Les Turcs et leurs services secrets semblent avoir en main tous les éléments cruciaux de l’affaire, y compris, semble-t-il – même si on ne les a encore ni vus ni entendus – des enregistrements sonores, voire des enregistrements vidéo (sans doute obtenus par des micros ou des caméras cachés) qui racontent ce qui se serait vraiment passé ce terrible soir au consulat saoudien d’Istanbul.

Depuis le début de la semaine, on a appris qu’une équipe spéciale chargée d’un nettoyage intensif avait été vue à l’entrée du consulat juste après les faits et que plusieurs murs à l’intérieur ont été ensuite fraîchement repeints.

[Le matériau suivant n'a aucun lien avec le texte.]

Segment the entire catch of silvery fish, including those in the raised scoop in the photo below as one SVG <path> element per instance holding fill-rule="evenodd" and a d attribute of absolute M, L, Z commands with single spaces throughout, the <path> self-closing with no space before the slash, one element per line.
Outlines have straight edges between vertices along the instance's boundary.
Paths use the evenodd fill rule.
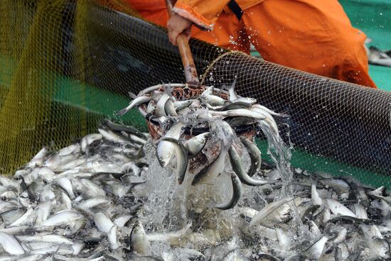
<path fill-rule="evenodd" d="M 119 111 L 141 106 L 154 137 L 105 120 L 0 176 L 0 261 L 391 260 L 385 187 L 299 169 L 286 181 L 252 138 L 282 143 L 273 117 L 284 115 L 235 83 L 191 99 L 177 87 Z"/>

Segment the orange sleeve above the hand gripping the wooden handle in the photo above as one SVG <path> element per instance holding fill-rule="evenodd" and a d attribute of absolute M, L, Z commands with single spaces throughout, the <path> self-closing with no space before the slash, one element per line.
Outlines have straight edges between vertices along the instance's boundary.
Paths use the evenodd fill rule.
<path fill-rule="evenodd" d="M 229 0 L 178 0 L 173 11 L 205 30 L 212 30 L 228 2 Z"/>

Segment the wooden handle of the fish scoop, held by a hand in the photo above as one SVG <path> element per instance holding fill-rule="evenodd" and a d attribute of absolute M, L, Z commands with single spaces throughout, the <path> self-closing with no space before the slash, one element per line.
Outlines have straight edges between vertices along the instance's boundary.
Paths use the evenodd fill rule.
<path fill-rule="evenodd" d="M 171 0 L 166 0 L 166 6 L 168 11 L 168 16 L 173 16 L 173 4 Z M 176 38 L 176 43 L 178 43 L 179 52 L 181 53 L 181 59 L 183 64 L 183 70 L 185 70 L 186 82 L 191 85 L 200 86 L 200 80 L 198 79 L 197 70 L 195 69 L 195 64 L 193 60 L 193 55 L 191 54 L 190 46 L 188 45 L 188 39 L 186 35 L 181 33 Z"/>

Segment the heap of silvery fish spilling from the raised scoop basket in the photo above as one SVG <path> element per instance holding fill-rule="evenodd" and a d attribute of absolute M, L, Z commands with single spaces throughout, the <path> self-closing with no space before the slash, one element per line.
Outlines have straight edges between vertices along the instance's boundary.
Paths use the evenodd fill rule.
<path fill-rule="evenodd" d="M 138 96 L 132 94 L 134 100 L 118 112 L 118 115 L 122 116 L 136 106 L 144 106 L 144 109 L 141 107 L 141 112 L 144 112 L 146 118 L 159 123 L 157 131 L 160 132 L 161 138 L 157 144 L 156 157 L 164 168 L 171 165 L 176 158 L 174 164 L 178 184 L 185 180 L 188 162 L 195 158 L 195 164 L 202 165 L 202 157 L 208 159 L 203 167 L 198 168 L 191 184 L 211 184 L 223 173 L 225 159 L 229 155 L 232 166 L 230 179 L 234 193 L 228 201 L 216 204 L 217 209 L 232 209 L 237 204 L 242 183 L 248 186 L 261 186 L 275 182 L 255 175 L 260 170 L 262 156 L 257 145 L 252 142 L 254 133 L 245 133 L 247 137 L 241 135 L 238 138 L 235 128 L 252 126 L 255 129 L 259 126 L 272 134 L 274 141 L 279 141 L 279 130 L 273 116 L 284 115 L 257 104 L 257 99 L 238 96 L 235 93 L 235 83 L 236 79 L 230 87 L 224 87 L 227 90 L 225 93 L 214 87 L 202 87 L 203 92 L 200 95 L 190 97 L 176 97 L 175 86 L 162 84 L 144 89 Z M 186 94 L 191 91 L 191 87 L 184 87 L 179 92 Z M 224 94 L 227 99 L 223 97 Z M 194 136 L 189 135 L 200 128 L 207 131 Z M 188 133 L 186 129 L 189 130 Z M 243 167 L 240 156 L 244 150 L 251 159 L 248 171 Z"/>

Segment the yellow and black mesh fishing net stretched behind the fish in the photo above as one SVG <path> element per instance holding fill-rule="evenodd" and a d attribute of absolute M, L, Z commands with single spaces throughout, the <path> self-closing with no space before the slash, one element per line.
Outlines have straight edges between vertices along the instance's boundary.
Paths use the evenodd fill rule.
<path fill-rule="evenodd" d="M 1 173 L 21 167 L 43 146 L 58 149 L 95 132 L 102 118 L 146 130 L 136 110 L 115 116 L 129 103 L 128 91 L 185 81 L 166 30 L 121 1 L 3 0 L 0 18 Z M 290 115 L 279 127 L 294 145 L 294 167 L 388 184 L 389 92 L 198 40 L 191 40 L 191 49 L 205 84 L 221 87 L 236 77 L 240 95 Z"/>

La dernière version semble montrer qu’il n’y a même pas eu d’interrogatoire de M. Khashoggi, et que la torture, suivie de l’assassinat, a commencé presque immédiatement après qu’il fut entré dans le consulat, en début d’après-midi.

Des journaux américains avancent d’autres informations accablantes… Le New York Times a trouvé des détails sur plusieurs des membres du commando qui a fait, ce jour-là, le voyage Riyad-Istanbul-Riyad dans deux avions privés sous immunité diplomatique.

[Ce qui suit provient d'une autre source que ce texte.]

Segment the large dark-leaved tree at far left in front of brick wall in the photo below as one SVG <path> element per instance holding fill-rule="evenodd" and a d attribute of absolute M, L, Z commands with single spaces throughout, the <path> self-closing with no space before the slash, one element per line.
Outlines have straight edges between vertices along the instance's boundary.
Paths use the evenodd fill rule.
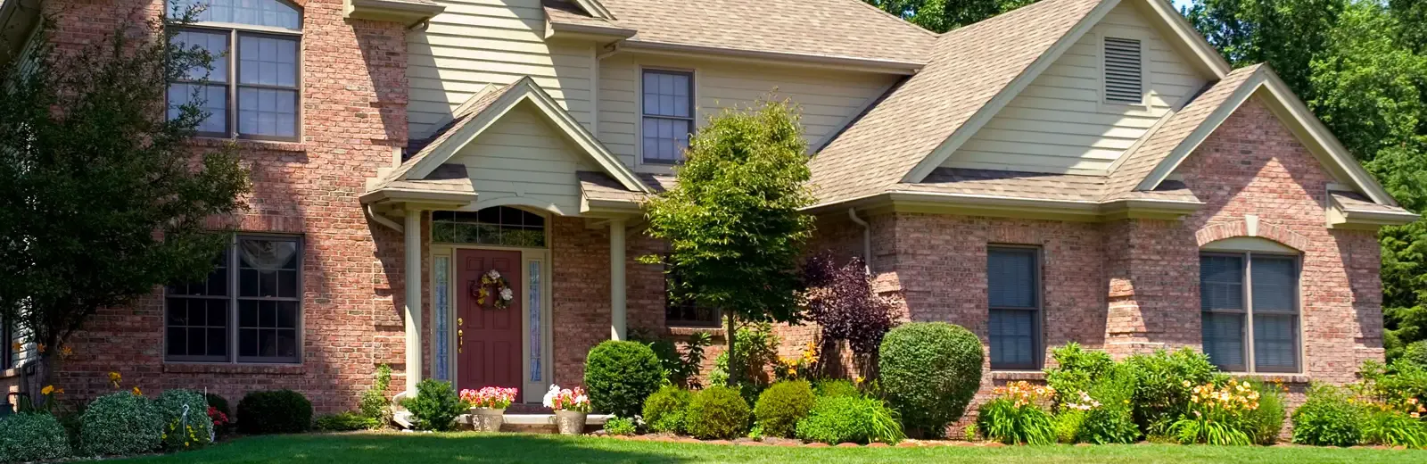
<path fill-rule="evenodd" d="M 173 33 L 154 20 L 84 46 L 41 34 L 0 66 L 0 320 L 33 350 L 31 401 L 96 311 L 205 276 L 228 237 L 207 220 L 244 207 L 235 153 L 188 143 L 200 96 L 168 106 L 183 94 L 168 83 L 201 81 L 213 60 Z"/>

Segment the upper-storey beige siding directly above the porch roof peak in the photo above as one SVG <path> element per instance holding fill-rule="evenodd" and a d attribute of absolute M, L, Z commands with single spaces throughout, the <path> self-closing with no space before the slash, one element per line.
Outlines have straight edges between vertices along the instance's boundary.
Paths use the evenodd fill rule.
<path fill-rule="evenodd" d="M 445 11 L 407 34 L 411 137 L 427 137 L 487 84 L 531 76 L 592 128 L 594 43 L 544 39 L 539 0 L 437 0 Z"/>

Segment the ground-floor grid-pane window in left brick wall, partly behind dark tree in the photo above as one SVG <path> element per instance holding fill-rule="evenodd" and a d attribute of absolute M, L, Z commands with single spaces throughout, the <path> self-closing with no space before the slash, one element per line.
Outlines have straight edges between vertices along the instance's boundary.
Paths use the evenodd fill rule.
<path fill-rule="evenodd" d="M 166 360 L 301 361 L 301 250 L 297 237 L 238 236 L 207 278 L 168 286 Z"/>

Selon le New York Times, qui s’appuie sur des interviews, mais aussi sur des photos et des listes de personnel, un des hommes identifiés par les autorités turques appartient à l'entourage immédiat du prince héritier. Et trois autres, aux services de sécurité rattachés au prince. Le journal a les noms, les photos avec ben Salmane (qu’il publie), les dates des voyages antérieurs effectués ensemble : ce sont des gens qui se connaissent très bien, ce sont des potes!

Sans oublier le médecin légiste, avec sa scie à os… Car le commando comprenait également un spécialiste en autopsie et en découpage de cadavres, qui avait, lui aussi, été dépêché spécialement sur place. Il s’agirait d’un des plus haut placés du pays, une sorte de médecin légiste en chef. « Tout semble montrer, conclut le journal, que l’intention létale était bien présente dès le début. »

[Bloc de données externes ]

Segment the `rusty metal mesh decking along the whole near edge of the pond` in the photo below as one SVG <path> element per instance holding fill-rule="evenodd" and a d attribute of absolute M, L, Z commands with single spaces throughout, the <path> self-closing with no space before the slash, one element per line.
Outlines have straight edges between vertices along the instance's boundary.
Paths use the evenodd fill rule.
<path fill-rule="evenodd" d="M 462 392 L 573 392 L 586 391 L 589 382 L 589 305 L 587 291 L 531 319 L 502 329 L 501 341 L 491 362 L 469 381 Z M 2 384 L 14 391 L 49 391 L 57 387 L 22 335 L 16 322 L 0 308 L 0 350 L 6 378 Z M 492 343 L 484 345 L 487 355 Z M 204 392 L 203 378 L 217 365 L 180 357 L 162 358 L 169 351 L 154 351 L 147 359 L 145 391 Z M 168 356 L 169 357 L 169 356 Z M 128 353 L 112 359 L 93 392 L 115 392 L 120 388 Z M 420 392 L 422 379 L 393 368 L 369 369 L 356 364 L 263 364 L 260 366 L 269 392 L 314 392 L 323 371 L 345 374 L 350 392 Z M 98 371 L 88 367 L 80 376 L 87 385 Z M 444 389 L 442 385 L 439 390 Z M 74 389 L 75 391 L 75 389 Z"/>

Thèses alternatives… et insoutenables

Avec de tels éléments, la thèse de « l’interrogatoire qui dérape » et de la non-préméditation est de plus en plus difficile à soutenir.

Idem pour la thèse concomitante de « l’innocence de Mohammed ben Salmane », l’autre « angle » qu’on essaie de vendre, soit l’idée que des éléments des services secrets de l’Arabie saoudite auraient agi d’eux-mêmes, sans autorisation ni commande en haut lieu! Mais ça non plus, ça ne tient plus debout.

À Washington, on entend maintenant des sénateurs qui ruent dans les brancards. Y compris des républicains comme Lindsay Graham : les mêmes qui viennent de faire passer en force la nomination du juge Kavanaugh à la Cour suprême. Mais qui, cette fois, ne semblent pas prêts – en tout cas, pas tous – à suivre la ligne télégraphiée par le département d’État et la Maison-Blanche.

Une ligne qui consiste, en substance, à dire : « Dans l’affaire Khashoggi, concoctons ensemble une version satisfaisante de l’événement, puis passons l’éponge et lavons bien! » Mais Lindsay Graham n’est pas d’accord et réclame la démission du prince héritier Mohammed ben Salmane. D’autres politiciens vont jusqu’à demander une suspension des ventes d’armes à Riyad.

Donc, il y a de l’eau dans le gaz entre les deux pays, mais leurs dirigeants en plus haut lieu semblent décidés à y aller d’un solide maquillage. Et de poursuivre le « business as usual »… au détriment de la vérité.

Mais devant l’évidence de l’horreur, on peut se demander : arriveront-ils à faire avaler de si gros poissons?